Of course, not every stock I pick for the Ben Graham Net-Net Newsletter can be equally good. Some have to be better than others.
But it’s important to focus on why I make the mistakes I do. In this case, I think my mistake was caused by a false sense of security from:
1. A big market cap
2. A recognizable name
3. And a lot of net cash – but not enough to cover the entire stock price
That last point is critical. Obviously, if a stock has more net cash per share than its stock price the only question is whether the operating business is a net plus or a net minus. As long as the operating business adds some positive value – the stock is cheap.

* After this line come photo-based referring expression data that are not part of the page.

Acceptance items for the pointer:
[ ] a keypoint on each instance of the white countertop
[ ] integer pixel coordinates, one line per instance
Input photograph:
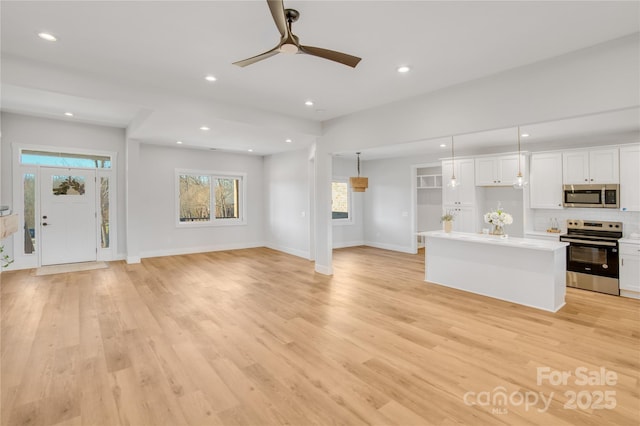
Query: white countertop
(629, 241)
(526, 243)
(544, 233)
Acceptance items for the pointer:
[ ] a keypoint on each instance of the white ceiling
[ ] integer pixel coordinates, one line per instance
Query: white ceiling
(155, 49)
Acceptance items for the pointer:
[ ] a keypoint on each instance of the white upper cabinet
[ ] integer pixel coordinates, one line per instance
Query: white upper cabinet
(545, 180)
(465, 193)
(593, 166)
(630, 178)
(497, 171)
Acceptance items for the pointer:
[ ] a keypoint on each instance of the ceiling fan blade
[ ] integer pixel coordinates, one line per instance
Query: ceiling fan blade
(332, 55)
(259, 57)
(277, 11)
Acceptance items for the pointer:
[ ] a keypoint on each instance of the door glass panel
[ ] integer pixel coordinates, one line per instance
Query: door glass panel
(104, 212)
(29, 185)
(68, 185)
(588, 255)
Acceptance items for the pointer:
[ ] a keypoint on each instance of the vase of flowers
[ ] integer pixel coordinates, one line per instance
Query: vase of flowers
(447, 220)
(498, 218)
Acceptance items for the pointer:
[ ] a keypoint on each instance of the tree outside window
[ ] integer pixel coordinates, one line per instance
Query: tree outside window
(201, 194)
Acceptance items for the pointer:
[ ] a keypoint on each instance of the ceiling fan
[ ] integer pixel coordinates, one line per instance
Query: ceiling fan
(289, 42)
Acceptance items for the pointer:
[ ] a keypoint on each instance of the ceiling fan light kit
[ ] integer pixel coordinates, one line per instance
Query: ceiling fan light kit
(290, 43)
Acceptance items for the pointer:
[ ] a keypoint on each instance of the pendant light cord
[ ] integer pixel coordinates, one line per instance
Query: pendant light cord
(453, 159)
(519, 156)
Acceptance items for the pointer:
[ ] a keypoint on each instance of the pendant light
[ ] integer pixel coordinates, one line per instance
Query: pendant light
(519, 182)
(453, 183)
(359, 184)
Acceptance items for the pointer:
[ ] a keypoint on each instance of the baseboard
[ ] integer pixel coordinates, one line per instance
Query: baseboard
(322, 269)
(391, 247)
(345, 244)
(293, 252)
(630, 293)
(203, 249)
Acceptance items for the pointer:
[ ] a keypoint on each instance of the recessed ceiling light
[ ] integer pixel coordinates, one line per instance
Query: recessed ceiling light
(47, 36)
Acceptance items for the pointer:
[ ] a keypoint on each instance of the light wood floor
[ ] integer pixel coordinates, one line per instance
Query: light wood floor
(255, 337)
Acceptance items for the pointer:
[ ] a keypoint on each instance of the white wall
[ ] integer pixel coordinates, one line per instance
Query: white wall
(349, 234)
(429, 202)
(287, 210)
(159, 234)
(27, 130)
(388, 213)
(510, 200)
(593, 80)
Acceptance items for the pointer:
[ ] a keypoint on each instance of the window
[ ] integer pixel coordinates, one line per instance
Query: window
(104, 212)
(340, 200)
(200, 194)
(29, 182)
(46, 158)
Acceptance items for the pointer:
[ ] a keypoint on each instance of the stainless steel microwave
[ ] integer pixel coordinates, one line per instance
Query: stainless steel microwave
(593, 195)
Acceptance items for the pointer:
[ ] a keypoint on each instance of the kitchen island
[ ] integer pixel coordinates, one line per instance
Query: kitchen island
(520, 270)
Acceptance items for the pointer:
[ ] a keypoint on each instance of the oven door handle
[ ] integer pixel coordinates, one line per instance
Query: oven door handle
(593, 243)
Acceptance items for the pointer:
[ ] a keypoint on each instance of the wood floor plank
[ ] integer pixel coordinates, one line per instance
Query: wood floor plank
(255, 336)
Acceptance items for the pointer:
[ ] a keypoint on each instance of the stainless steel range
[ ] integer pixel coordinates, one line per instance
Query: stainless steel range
(592, 255)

In this case, though, cash accounted for less than 90% of the company’s stock price. Which means there was no margin of safety from the cash alone. So, the stock was only worth buying if the operating business added some real value. In the case of the Ben Graham Net-Net Newsletter’s August 2011 pick – I think that’s an open question. Basically – when we bought it – the stock was 90% investment and 10% speculation. It might have been a very good speculation. In fact, I’d say the odds favored a positive outcome for this stock when we bought it. And the Ben Graham Net-Net Newsletter still might end up making money on the stock.
We’ll sell it in September 2012.
I’ll report back to you then.
And, yes, I’ll reveal the stock’s name at that point.